Attorney General Jeff Sessions wants to reverse the policies of the Obama administration, by prosecuting more cases involving guns and drugs, and seeking more mandatory minimum sentences. John Pfaff is a professor of law at Fordham University, and the author of “Locked In: The True Causes of Mass Incarceration — and How to Achieve Real Reform,” a new book on America’s prison system. I interviewed him via email about the causes of incarceration, and the likely consequences of Sessions’s policy shift.

Many people have argued that the “war on drugs” has led to the great increase in the prison population. You argue that this theory doesn’t explain most of the increase. Why not?

At its simplest, it’s just a matter of numbers. Over half of all people in state prison are there for violent crimes, and over half the growth in state prisons since 1980 is due to locking up people for violent offenses. As of 2015, only about 16 percent of those in prison are there for drugs crimes. Of course, it’s true that drug prohibition can cause non-drug crimes, ranging from theft to fund a (more-expensive) habit to murder over a drug deal gone bad, so not everyone in prison as a result of the “war on drugs” is there for a drug crime. But studies suggest that ending the war on drugs would have complicated, off-setting impacts. For example, there would be fewer deaths over drug deals but more murders committed by people while abusing (some but not all) drugs.

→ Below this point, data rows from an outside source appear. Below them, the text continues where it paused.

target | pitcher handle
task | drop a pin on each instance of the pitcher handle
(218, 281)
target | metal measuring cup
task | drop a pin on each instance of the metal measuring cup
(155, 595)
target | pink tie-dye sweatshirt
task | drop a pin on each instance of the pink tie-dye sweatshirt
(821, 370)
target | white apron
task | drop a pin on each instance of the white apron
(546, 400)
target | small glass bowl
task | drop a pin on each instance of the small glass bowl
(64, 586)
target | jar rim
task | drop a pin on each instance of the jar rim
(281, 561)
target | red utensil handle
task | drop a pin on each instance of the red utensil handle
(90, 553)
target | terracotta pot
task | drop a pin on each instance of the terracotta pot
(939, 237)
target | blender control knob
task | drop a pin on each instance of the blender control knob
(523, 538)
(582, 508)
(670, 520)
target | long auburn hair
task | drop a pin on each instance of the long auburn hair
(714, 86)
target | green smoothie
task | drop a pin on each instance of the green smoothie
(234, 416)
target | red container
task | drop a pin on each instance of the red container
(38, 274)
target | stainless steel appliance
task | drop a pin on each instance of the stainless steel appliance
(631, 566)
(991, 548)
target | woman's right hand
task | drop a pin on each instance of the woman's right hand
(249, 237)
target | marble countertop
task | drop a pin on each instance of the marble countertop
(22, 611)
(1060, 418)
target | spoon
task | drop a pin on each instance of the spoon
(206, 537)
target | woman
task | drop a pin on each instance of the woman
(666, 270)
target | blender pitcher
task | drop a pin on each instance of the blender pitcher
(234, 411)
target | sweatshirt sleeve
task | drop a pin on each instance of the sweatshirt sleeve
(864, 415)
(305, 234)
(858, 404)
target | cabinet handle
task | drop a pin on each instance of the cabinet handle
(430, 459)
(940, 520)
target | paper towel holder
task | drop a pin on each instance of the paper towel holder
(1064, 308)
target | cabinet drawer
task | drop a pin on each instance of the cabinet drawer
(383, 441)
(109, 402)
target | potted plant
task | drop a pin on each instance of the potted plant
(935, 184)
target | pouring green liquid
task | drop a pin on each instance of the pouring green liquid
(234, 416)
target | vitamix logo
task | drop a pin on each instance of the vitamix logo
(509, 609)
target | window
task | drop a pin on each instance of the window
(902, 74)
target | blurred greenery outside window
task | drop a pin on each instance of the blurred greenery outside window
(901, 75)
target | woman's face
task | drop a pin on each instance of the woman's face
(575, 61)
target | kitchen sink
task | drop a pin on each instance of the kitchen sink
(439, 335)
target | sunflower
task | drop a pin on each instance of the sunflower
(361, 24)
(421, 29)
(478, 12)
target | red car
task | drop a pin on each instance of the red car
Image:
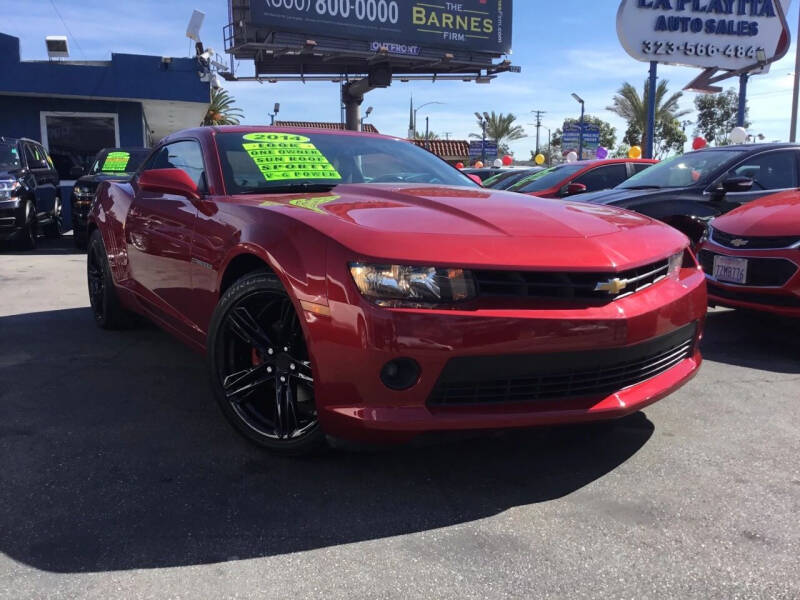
(353, 285)
(751, 256)
(573, 178)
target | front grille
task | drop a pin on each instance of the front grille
(562, 375)
(761, 272)
(787, 300)
(753, 242)
(565, 284)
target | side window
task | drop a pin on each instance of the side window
(186, 156)
(603, 178)
(34, 157)
(771, 170)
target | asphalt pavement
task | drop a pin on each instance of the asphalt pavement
(120, 479)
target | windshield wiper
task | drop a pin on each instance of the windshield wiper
(292, 188)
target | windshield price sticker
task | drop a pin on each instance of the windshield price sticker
(116, 162)
(286, 157)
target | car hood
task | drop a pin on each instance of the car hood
(620, 195)
(777, 215)
(476, 226)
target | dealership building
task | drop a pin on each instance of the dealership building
(75, 108)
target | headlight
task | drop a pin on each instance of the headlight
(675, 264)
(8, 187)
(408, 286)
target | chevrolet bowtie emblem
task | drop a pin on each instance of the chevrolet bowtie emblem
(612, 286)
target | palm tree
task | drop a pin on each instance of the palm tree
(632, 107)
(221, 110)
(501, 128)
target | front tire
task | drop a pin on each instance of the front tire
(106, 308)
(260, 367)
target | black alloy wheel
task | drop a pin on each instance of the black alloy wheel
(261, 370)
(56, 225)
(28, 236)
(106, 308)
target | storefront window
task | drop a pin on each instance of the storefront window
(74, 140)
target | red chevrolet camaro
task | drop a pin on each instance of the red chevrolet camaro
(752, 256)
(356, 286)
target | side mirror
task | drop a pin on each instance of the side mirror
(169, 181)
(573, 188)
(737, 183)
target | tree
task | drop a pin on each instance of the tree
(632, 107)
(501, 129)
(716, 116)
(608, 134)
(221, 110)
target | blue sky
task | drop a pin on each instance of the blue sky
(562, 47)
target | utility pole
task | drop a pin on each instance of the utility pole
(538, 114)
(793, 129)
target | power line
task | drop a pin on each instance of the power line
(64, 23)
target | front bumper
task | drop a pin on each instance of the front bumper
(353, 343)
(783, 299)
(12, 219)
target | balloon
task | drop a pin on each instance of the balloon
(738, 135)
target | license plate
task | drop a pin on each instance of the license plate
(728, 268)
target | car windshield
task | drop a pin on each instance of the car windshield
(681, 171)
(118, 161)
(547, 178)
(274, 161)
(9, 157)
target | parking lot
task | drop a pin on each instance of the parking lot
(119, 478)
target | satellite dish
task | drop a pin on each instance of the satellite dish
(195, 24)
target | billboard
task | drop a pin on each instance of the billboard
(403, 27)
(477, 149)
(571, 136)
(719, 34)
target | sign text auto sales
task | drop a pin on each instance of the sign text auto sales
(687, 15)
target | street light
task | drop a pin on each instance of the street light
(483, 119)
(580, 138)
(276, 110)
(415, 113)
(366, 114)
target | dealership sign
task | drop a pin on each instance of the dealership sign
(400, 26)
(716, 34)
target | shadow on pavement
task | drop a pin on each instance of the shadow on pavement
(753, 340)
(115, 457)
(44, 247)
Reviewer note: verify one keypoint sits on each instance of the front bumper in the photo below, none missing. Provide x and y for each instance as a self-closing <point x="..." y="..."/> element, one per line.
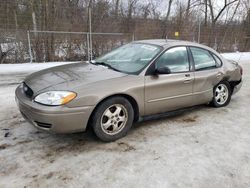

There would be no more people arrested for selling drugs — and almost everyone in prison for drugs is there for dealing, not possession — but many of those who currently sell would still struggle to find gainful employment and would thus likely turn to other forms of crime to make ends meet.

One problem that both scholars and reformers face is that they think of the justice system as just that — a system with a coherent logic, design and goals. You’ve argued that it’s something much more messy — a kind of Kafkaesque ecology, in which unintended outcomes happen all the time. How does that ecology work, and how has it led to more people in prison?

The fairly incoherent way we divide responsibility across cities (which run police departments), counties (which elect prosecutors and judges and pay for jails), and states (which fund prisons and whose governors control the parole process) leads to all sorts of moral hazard risks by haphazardly separating cost and benefits. My “favorite” example is that county-elected prosecutors face no limits on how many people they can send to state-funded prison. Prosecutors get all the tough-on-crime credibility from sending people to prison, but their counties bear none of the financial cost. In fact, it’s “cheaper” for county prosecutors to charge someone with a more-serious felony (which sends the defendant to state prison) than with a lesser misdemeanor (which lands the defendant in county-funded jail or probation).